Dalam Al-Qur’an jelas tertulis bahwa perintah untuk memelihara kesucian terlebih dulu ditujukan kepada kaum lelaki dengan menundukkan pandangannya. Dalam Surat An-Nur 24: 31 Allah SWT berfirman:
“Katakanlah kepada orang-orang mukmin laki-laki, mereka hendaklah menundukkan mata mereka dan memelihara aurat mereka. Yang demikian itu lebih suci bagi mereka. Sesungguhnya, Allah mengetahui apa yang mereka kerjakan.”
Dijelaskan dalam tafsirnya, bahwa mata adalah pintu masuk semua pikiran jahat ke dalam hati manusia. Oleh karena itulah mengapa kita, laki-laki terlebih dahulu, diharuskan menundukkan pandangannya. Manusia diharuskan mengendalikan anggota tubuhnya tersebut, untuk menghalangi pemikiran jahat yang tak pantas masuk dan menggerogoti hati.
Barulah setelah laki-laki yang mendapat perintah untuk menundukkan mata dan memelihara auratnya, perintah selanjutnya jatuh kepada perempuan, dalam ayat selanjutnya, ayat 32.

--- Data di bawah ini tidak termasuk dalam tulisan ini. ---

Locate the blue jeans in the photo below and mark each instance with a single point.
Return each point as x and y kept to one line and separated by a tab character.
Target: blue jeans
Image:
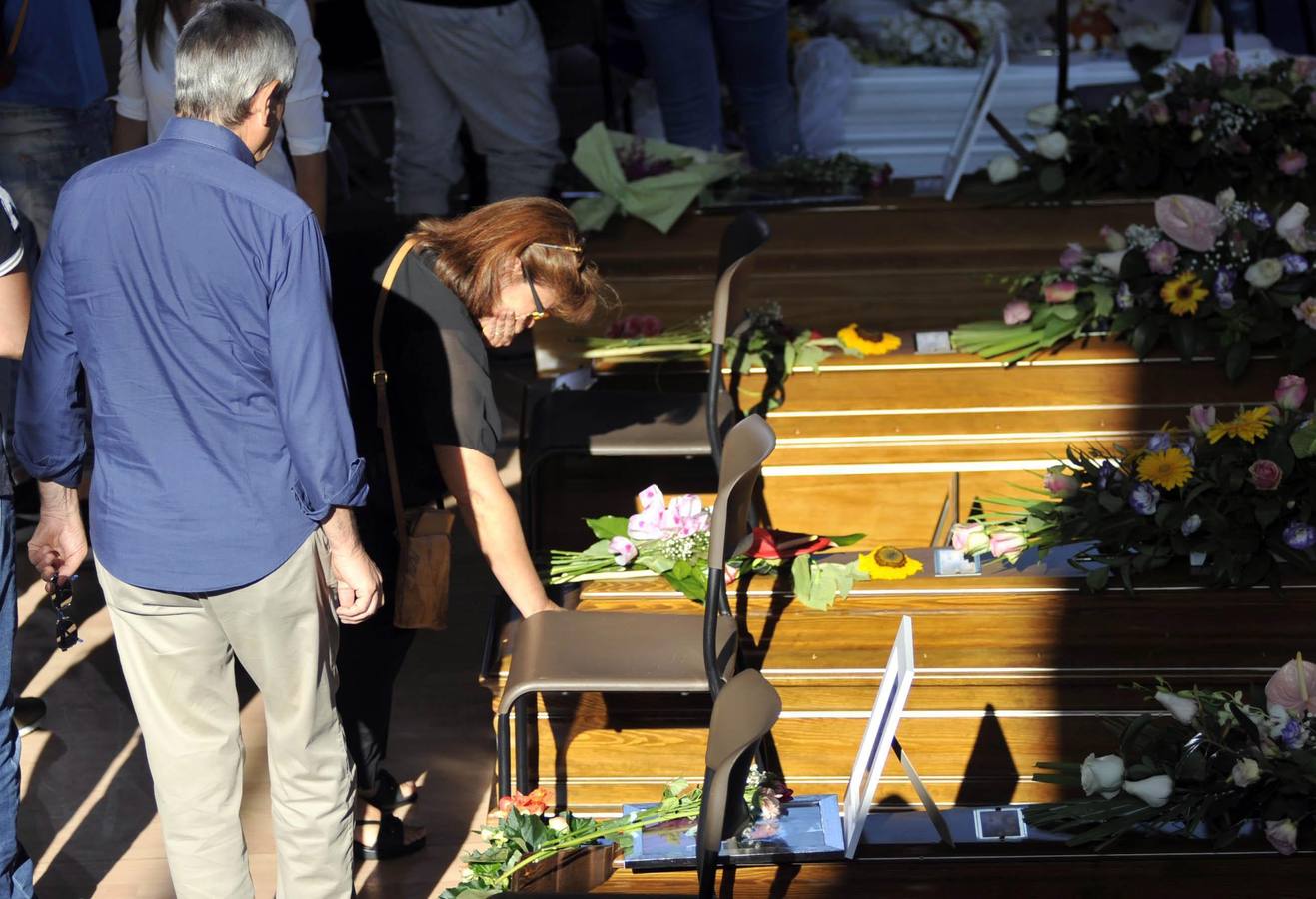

“Dan katakanlah kepada orang-orang mukmin wanita, bahwa mereka hendaknya menundukkan mata mereka dan memelihara aurat mereka, dan janganlah mereka menampakkan kecantikan mereka, kecuali apa yang dengan sendirinya nampak darinya, dan mereka mengenakan kudungan mereka hingga menutupi dada mereka, ….”
Dari sini bisa disimpulkan dua hal. Pertama bahwa perintah untuk menundukkan pandangan, untuk memelihara aurat, untuk menjaga pardah, adalah kewajiban laki-laki dan perempuan. Sebelum menuntut perempuan untuk menutup auratnya, laki-lakilah yang diperintahkan lebih dulu untuk menundukkan matanya.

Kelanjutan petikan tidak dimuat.